Vortrag von Prof. Dr. Stephan Laux (Trier) im Rahmen der Vortragsreihe „Stadtgeschichte schreiben“, Mittwoch, 4.12.2019, 17.15-18.45 Uhr
Stadtgeschichtsschreibung erlebte im 19. Jahrhundert, insbesondere in wilhelminischer Zeit, einen erheblichen Aufschwung. Die zeitgenössischen Akteure, in der Regel Archivare und Lehrer an höheren Schulen, besaßen allerorten einen ausgesprochenen Expertenstatus: Meist organisiert in historischen Vereinen, verfügten sie über den exklusiven Zugang zu den jeweiligen „Altertümern“ ihrer Heimatstadt und -region.
Im Zuge dessen erwies es sich als ausgesprochener Vorteil, wenn sie selbst sich als Pioniere des kommunalen Archivwesens betätigten und somit die Quellen aus erster Hand kannten (und verwahrten). Unter dieser Voraussetzung verschlossen sie sich den Qualitätsanforderungen der akademischen Geschichtswissenschaft keineswegs, sondern beanspruchten vielmehr, die Geschichtsschreibung auf neue, solide Grundlagen zu stellen und nicht etwa nur Bekanntes zu kompilieren.

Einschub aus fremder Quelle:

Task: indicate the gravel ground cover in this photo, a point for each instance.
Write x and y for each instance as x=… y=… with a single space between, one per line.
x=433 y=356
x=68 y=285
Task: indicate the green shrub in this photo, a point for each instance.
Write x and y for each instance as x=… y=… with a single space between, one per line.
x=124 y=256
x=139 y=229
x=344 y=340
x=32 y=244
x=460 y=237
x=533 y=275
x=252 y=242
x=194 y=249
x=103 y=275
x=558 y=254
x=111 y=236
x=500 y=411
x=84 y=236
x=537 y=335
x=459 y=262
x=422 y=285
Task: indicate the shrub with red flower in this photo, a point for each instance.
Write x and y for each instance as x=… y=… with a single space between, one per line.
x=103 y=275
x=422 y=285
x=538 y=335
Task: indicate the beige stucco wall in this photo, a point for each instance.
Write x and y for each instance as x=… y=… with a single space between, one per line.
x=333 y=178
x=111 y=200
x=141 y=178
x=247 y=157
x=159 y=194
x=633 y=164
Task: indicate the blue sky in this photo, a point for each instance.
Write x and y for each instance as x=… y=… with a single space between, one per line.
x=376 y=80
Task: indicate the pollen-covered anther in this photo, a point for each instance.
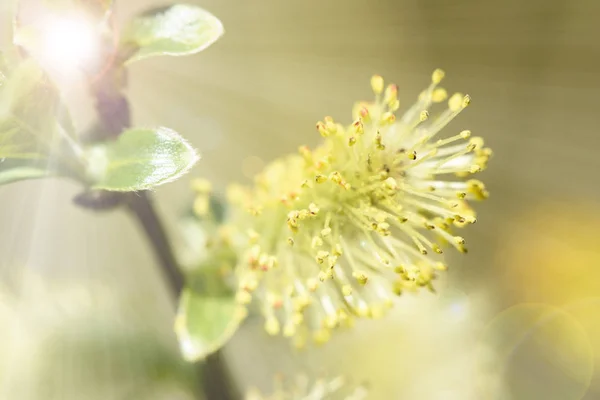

Ihr Interesse galt in erster Linie der Stadtgeschichte der Vormoderne, insbesondere der des Mittelalters. Hierin spiegelte sich unverkennbar jener Konservativismus, der historisch affine Bildungshonoratioren im Angesichte der massiven Formveränderungen urbanen Lebens in der Breite auszeichnete. Und doch boten ihre oft in hohen Auflagen erschienenen Stadtgeschichten ab der zweiten Hälfte des Jahrhunderts nur selten ein Forum unumwunden antimodernistischer Bekenntnisse: Schließlich sahen sich die Stadthistoriker vor der Herausforderung, die behaupteten Blütezeiten lange vergangener Jahrhunderte mit der in der Moderne entstandenen Prosperität, unweigerlich auch einer nie zuvor dagewesenen sozialen und kulturellen Diversität zu versöhnen.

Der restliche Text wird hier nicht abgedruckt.